残りの二科目は国語と数学なので、数学に関してはもはや寝てしまうから関係ないし、国語は得意だから退屈には思わないので快適に過ごせそうだった。
最近気温も上がって来て、風こそ冷たいものの、その風も春の匂いを運んできている。
そんな、冬と春の境目──若干、春よりだろうか。そんな季節の中で、俺は三学年初日の学校生活を送っていた。
──しかし、授業が始まる前の喧騒というのは、静かにして聴いていると全て同じに聞こえてくる。
あいつらの会話も。あっちでの会話も。そこの奴らの会話も。
全てが同じ会話に聞こえてくるのだ。──つまりは機械の様に。
ただお決まりのフレーズをお決まりのタイミングで、作り上げられた固定観念の中でそれを絶対的偶像の様に崇拝するかの如く、流れに逆らわない様に言う。
もし逆らえばそいつは異教徒扱いされ、そして異端者のレッテルを貼られる。
一度そのレッテルを貼られたら周りを物理的に変えるかそれとも努力して復帰するか、はたまた諦めるか。──覆すのは簡単ではないのだろうが。
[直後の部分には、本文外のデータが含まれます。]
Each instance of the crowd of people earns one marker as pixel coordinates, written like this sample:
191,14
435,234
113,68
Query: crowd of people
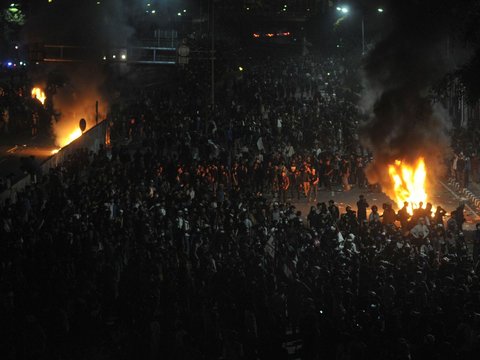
184,240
がしかし、俺にはそこまでして復帰する事にそれ相応の対価があるとは──意味があるとは思っていない。
その点、ぼっちは楽だ。
何故なら同じ異端者でも、初っ端から異教徒だから。
裏切り者ではない。既に別枠。──出会う前から入り混じる事のない壁を作り、それを維持し続ける別種。
──だが、そんな壁を破ってくる輩が、完璧にいない訳じゃない。
一人はその宗教の宗主から気に入られているアホの子。
一人は俺と同族のぼっち。
一人は宗教の宗主である元彼女。
一人は目立たない事で自由を獲た元文化祭実行委員。
その他にも何人かいる。小町だったり、小町だったり、小町だったり、戸塚だったり、戸塚だったり、戸塚だったり。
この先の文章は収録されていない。